2002, Leisure Horror, originally released in 1995, 211 pages
Jack Ketchum slots as a horror writer. But Red, like The Passenger, and Joy Ride, is much more like Harm City fiction, about the evil that men do, and how decent people attempt to deal with it. I am tempted to call Mister Ketchum ‘the Louis L’Amour of situational horror’. Like L’Amour’s fast paced westerns, a Ketchum novel gets eaten by your eyes in an afternoon. Jack has the capacity to draw a character with depth in a sentence or two, and keep layering perspective-based humanity that builds to an epiphany.

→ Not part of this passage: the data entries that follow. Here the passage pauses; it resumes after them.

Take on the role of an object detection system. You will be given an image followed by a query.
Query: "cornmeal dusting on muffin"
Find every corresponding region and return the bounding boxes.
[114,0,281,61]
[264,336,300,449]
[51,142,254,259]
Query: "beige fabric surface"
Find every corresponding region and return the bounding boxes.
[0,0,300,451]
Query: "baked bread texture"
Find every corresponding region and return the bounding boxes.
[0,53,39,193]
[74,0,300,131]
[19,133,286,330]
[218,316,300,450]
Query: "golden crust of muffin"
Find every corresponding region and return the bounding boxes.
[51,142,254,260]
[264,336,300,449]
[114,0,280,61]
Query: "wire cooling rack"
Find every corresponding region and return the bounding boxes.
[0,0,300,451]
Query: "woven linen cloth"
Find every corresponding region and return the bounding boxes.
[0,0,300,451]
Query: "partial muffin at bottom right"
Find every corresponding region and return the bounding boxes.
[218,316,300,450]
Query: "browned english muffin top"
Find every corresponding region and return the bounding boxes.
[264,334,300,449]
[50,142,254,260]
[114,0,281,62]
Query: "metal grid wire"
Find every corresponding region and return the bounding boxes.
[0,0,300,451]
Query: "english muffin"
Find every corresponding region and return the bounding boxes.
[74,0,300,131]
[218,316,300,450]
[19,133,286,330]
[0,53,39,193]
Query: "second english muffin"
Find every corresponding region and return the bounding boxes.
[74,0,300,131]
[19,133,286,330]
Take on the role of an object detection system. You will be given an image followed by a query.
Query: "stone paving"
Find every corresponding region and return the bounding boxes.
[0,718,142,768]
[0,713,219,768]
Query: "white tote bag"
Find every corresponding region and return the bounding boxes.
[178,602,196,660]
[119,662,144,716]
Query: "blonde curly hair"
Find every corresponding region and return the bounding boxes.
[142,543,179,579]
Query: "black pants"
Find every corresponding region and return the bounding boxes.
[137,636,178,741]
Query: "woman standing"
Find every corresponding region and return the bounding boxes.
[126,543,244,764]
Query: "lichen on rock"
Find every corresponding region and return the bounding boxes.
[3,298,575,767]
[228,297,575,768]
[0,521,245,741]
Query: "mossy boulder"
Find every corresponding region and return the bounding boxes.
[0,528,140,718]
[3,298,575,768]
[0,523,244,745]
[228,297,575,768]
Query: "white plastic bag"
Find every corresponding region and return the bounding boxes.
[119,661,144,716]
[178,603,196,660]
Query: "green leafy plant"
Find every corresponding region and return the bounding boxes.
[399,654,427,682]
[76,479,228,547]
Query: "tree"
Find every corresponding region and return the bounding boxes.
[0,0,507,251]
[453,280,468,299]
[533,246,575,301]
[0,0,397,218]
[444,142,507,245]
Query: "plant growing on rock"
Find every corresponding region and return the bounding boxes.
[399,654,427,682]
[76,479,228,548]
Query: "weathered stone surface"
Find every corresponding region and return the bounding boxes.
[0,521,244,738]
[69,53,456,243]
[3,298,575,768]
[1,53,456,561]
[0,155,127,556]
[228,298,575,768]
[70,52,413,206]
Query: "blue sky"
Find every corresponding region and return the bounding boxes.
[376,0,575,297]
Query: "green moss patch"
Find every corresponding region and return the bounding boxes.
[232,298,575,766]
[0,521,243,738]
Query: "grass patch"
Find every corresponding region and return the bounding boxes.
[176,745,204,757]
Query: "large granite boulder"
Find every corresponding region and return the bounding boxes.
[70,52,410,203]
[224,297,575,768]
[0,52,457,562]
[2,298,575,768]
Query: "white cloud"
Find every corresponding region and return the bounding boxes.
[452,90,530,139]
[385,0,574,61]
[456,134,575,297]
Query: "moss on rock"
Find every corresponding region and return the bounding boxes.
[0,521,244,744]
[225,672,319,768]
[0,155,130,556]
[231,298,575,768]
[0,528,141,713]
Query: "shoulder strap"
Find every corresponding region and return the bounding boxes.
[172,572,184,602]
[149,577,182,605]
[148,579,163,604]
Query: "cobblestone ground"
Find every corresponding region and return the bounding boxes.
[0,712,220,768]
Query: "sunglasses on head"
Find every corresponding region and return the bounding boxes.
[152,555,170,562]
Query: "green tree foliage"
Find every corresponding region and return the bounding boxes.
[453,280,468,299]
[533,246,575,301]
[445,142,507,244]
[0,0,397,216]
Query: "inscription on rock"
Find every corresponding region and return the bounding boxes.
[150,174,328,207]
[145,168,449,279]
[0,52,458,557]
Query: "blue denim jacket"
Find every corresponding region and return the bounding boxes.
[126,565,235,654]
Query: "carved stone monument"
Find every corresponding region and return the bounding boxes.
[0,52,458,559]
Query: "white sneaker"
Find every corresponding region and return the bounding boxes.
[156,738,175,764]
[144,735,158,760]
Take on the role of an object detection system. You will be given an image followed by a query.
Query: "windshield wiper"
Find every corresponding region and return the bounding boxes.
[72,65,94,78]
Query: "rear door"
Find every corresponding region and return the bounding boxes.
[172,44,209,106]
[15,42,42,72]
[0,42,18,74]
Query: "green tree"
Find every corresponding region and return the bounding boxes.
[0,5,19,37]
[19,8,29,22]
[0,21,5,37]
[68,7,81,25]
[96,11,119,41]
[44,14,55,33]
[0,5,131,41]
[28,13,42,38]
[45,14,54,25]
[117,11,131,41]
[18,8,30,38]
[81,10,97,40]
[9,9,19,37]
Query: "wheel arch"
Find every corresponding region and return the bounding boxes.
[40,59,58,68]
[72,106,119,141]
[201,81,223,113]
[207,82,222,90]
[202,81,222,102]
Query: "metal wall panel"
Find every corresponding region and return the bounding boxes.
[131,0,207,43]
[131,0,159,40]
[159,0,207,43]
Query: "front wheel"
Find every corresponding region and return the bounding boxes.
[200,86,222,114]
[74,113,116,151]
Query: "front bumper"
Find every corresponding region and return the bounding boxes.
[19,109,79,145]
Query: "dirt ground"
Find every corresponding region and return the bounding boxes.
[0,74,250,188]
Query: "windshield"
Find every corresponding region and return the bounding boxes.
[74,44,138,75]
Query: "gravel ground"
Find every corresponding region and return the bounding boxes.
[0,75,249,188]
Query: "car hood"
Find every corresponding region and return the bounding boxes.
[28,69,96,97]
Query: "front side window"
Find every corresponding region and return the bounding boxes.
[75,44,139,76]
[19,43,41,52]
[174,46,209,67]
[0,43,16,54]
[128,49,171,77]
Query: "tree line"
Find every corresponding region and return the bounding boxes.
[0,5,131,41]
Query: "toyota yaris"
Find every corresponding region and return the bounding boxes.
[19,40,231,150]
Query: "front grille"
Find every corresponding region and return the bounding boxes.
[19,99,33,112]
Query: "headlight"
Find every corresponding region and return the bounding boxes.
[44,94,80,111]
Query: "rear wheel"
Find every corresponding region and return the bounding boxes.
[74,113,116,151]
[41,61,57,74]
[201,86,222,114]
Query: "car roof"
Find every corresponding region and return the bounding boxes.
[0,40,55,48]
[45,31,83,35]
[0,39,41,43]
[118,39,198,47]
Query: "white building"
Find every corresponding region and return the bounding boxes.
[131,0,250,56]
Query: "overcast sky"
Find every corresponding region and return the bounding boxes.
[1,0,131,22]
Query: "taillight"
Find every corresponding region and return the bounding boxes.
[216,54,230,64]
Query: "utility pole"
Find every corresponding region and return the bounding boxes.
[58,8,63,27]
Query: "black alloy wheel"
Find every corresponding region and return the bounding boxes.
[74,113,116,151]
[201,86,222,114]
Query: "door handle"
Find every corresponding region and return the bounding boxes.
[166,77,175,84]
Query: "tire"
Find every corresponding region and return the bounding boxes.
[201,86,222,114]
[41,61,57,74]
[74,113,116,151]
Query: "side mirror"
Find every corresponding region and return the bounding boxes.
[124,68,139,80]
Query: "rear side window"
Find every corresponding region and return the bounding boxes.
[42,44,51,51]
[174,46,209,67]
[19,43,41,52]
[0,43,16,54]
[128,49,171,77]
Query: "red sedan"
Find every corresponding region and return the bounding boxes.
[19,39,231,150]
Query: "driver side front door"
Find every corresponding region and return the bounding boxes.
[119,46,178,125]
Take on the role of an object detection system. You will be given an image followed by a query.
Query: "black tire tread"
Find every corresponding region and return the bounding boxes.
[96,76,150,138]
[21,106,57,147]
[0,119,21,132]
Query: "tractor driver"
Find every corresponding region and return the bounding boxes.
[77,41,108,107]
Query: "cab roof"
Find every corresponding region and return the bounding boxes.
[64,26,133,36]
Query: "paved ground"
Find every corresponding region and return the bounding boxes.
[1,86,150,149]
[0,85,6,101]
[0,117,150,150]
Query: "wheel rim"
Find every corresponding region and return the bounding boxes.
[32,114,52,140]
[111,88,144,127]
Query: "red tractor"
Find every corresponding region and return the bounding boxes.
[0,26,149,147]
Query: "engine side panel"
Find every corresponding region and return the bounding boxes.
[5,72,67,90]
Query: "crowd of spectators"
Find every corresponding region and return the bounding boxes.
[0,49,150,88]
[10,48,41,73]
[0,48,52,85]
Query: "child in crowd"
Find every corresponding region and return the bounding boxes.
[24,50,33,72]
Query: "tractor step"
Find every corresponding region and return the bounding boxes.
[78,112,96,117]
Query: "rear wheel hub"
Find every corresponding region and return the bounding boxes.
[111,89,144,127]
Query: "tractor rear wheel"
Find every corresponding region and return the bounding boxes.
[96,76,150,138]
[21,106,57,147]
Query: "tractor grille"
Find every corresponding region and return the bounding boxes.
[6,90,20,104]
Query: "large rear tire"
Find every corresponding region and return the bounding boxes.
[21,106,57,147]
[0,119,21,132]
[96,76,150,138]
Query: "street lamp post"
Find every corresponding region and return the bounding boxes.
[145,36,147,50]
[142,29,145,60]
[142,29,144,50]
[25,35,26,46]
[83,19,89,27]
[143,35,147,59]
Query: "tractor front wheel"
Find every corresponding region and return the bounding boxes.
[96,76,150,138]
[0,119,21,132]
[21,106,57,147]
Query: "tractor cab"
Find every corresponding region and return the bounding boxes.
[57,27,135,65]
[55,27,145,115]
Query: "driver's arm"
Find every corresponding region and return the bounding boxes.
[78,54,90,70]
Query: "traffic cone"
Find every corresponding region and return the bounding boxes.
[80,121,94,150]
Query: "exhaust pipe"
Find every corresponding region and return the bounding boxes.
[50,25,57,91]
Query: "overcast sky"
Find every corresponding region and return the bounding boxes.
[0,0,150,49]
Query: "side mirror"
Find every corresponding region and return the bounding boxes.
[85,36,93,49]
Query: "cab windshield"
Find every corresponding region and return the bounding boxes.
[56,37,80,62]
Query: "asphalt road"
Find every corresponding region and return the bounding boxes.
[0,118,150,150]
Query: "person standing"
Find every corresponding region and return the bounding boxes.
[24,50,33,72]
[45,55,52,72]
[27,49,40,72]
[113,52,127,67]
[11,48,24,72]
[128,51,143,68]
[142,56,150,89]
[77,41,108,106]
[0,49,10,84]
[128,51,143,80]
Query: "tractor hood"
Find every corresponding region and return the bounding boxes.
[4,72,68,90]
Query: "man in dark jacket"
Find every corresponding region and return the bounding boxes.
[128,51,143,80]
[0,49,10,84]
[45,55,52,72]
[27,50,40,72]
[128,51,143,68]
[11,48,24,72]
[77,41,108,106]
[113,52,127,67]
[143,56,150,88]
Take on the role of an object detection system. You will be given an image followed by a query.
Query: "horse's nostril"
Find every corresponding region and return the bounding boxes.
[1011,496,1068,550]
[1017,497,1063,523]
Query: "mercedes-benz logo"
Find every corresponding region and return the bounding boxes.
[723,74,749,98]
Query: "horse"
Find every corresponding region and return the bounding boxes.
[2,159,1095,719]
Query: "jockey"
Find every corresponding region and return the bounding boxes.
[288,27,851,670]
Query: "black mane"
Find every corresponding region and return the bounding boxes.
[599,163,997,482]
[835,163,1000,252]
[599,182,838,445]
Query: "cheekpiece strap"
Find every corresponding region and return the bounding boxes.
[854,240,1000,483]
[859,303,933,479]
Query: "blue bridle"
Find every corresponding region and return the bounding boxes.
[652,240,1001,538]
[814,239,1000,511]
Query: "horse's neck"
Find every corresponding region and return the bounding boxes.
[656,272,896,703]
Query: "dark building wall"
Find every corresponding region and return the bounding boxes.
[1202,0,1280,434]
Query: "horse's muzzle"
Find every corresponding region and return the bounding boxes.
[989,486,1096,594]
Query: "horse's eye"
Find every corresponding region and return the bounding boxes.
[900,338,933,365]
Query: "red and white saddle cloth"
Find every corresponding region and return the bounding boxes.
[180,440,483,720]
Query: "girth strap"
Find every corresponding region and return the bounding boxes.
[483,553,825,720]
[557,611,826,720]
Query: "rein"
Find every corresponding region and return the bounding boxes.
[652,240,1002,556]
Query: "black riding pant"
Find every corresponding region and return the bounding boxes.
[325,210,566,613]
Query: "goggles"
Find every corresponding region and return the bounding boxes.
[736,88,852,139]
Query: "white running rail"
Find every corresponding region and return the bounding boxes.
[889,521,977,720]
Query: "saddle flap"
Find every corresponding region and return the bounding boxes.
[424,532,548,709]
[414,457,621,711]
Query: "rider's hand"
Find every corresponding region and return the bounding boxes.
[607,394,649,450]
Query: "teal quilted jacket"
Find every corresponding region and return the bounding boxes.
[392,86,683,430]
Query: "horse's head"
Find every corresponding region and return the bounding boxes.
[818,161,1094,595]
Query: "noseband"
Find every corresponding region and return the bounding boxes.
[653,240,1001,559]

Avery Ludlow is a Korean War vet living in Moody Point Maine. There is plenty of tragedy in his past, and his only solace is Red, the dog his dear departed wife brought home 17 years past. Avery is out fishing with Red when some rich boys come by and kill the loyal dog for pure sport. The story sets up like a classic revenge adventure. Ketchum makes Red far more than a dark fantasy. In his hands this sad story that plays out every day in America—at least once—becomes a journey into the human condition.
To give a taste of Ketchum’s style here are a few brief passages:
“something fled”
“creature to creature in a world of souls”
“Death was the uninhabited dark.”
‘Through these gates we pass.”
In the end Red is about the capacity for empathy and decency to persist, if not triumph, in a world ruled by the most evil among us, under the afflictive laws that assure their spawn will be just as fat and rotten as they.